Measuring Functions in Criterion

I’ve recently spent a fair amount of time with Haskell’s Criterion library for measuring performance. I found myself somewhat disappointed by the performance of Criterion itself, and so took a whack at speeding it up. After several issues, I am now more familiar with both Criterion and Haskell. Haskell is often criticized as being hard to reason about, so I thought I would write up my experiences.

As Criterion is one of the sources of truth about the performance of Haskell code, the changes I made have to be verified through other means. I’ll try to provide evidence from both the dumped compilation results and examples.

The Measurement Loop

At the highest level, Criterion measures functions by running them in batches. It will run the function an increasing number of times until it can make a “valid” measurement. At the moment, the batch must run for 30ms to be considered statistically significant. Thus, a function that takes 1s must run once and a function that takes 1ms must run thirty times.

The batching and measurement both come with their own overhead, so care must be taken not to include those in the final result. Keeping that goal in mind, here is a simplified version of the main loop found in runBenchmark:

runBenchmark func = do
    start <- getTime
    let loop (iters:niters) prev count acc = do
          -- Measure the function for the given
          -- number of iterations
          (m, endTime) <- measure func iters

          -- Three conditions must be met to end the benchmark
          -- loop:
          -- * The loop has run for at least 5 seconds
          --     (This is a user-settable lower bound)
          -- * At least 300 ms of run time has been measured
          --     (This is 10 times the threshold for valid data)
          -- * At least 4 measurements have been made
          --     (This is a slightly flawed check to make sure the
          --      statistics work)
          if endTime - start >= 5000 &&
             prev + measuredTime m > 300 &&
             count >= 4
            then do
              return (m:acc)
            else
              loop niters (prev+measuredTime m) (count+1) (m:acc)
    loop [1..] 0 0 []

measure func iters =
    -- See /Reducing GC/ Below
    performGC
    startStats <- getRTSStats
    startTime <- getTime
    -- See /Reducing Allocation/ below
    runRepeatedly func iters
    endTime <- getTime
    performGC
    endStats <- getRTSStats

    -- Measure returns a /Measured/ record,
    -- and time at end of measurement.
    return (mkMeasured endStats startStats, endTime)

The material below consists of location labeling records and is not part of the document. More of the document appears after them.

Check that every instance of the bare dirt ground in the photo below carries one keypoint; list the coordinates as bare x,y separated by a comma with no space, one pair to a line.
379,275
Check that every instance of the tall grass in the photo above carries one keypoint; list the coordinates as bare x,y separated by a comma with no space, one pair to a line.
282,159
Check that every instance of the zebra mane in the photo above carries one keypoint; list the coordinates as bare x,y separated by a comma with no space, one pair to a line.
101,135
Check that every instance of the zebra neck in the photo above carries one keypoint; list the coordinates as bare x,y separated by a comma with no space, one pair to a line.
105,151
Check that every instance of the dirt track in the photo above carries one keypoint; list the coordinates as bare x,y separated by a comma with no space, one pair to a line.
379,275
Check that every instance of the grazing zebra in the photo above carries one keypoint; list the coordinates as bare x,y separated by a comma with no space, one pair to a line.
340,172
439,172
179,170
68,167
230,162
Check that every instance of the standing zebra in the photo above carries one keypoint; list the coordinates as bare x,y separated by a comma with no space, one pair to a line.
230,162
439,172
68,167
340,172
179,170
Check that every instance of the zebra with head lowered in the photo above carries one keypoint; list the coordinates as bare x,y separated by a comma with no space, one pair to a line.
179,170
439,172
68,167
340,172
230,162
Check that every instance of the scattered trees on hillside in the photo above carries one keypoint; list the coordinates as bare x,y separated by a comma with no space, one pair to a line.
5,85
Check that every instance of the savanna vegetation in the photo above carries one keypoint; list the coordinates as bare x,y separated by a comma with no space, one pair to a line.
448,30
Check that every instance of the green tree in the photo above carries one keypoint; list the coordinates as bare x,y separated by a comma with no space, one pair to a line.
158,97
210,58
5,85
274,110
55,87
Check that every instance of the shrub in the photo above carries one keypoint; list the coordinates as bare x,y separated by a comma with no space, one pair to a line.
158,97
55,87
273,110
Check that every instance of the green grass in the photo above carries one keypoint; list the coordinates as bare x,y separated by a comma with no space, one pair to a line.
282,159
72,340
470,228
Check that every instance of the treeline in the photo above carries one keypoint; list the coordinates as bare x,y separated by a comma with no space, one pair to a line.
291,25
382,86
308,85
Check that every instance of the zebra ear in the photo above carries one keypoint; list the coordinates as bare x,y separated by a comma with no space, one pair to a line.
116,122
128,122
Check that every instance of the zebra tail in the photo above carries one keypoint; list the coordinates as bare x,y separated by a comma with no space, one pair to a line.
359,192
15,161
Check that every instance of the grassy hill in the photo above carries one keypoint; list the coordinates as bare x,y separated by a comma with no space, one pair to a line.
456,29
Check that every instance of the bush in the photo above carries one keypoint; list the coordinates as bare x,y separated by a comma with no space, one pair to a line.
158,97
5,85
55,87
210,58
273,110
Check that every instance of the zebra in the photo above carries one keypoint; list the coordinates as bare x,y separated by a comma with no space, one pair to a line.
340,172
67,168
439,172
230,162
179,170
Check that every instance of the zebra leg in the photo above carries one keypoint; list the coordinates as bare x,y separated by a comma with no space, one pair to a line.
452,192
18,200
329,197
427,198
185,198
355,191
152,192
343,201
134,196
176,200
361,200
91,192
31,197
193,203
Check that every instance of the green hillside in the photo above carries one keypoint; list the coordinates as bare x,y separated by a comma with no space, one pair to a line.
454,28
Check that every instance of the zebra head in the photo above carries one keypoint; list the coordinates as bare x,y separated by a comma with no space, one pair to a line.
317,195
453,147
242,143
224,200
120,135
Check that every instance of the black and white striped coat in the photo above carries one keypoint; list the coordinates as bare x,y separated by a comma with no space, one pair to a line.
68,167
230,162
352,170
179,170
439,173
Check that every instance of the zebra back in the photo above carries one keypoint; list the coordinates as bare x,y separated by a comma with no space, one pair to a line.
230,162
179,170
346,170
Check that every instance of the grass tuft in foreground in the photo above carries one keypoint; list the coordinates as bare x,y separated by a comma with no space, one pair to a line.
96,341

With that, it becomes much easier to talk about particular optimizations. I made two major changes of interest. When I first started looking into the performance issues, I noticed right away that the main issue was garbage collection. The two solutions to that are reducing allocation and removing memory leaks. In my case, reducing allocation did not help performance much, but it did help correctness. There also was not a memory leak, but there was a large working set. So I had to reduce the impact of garbage collection.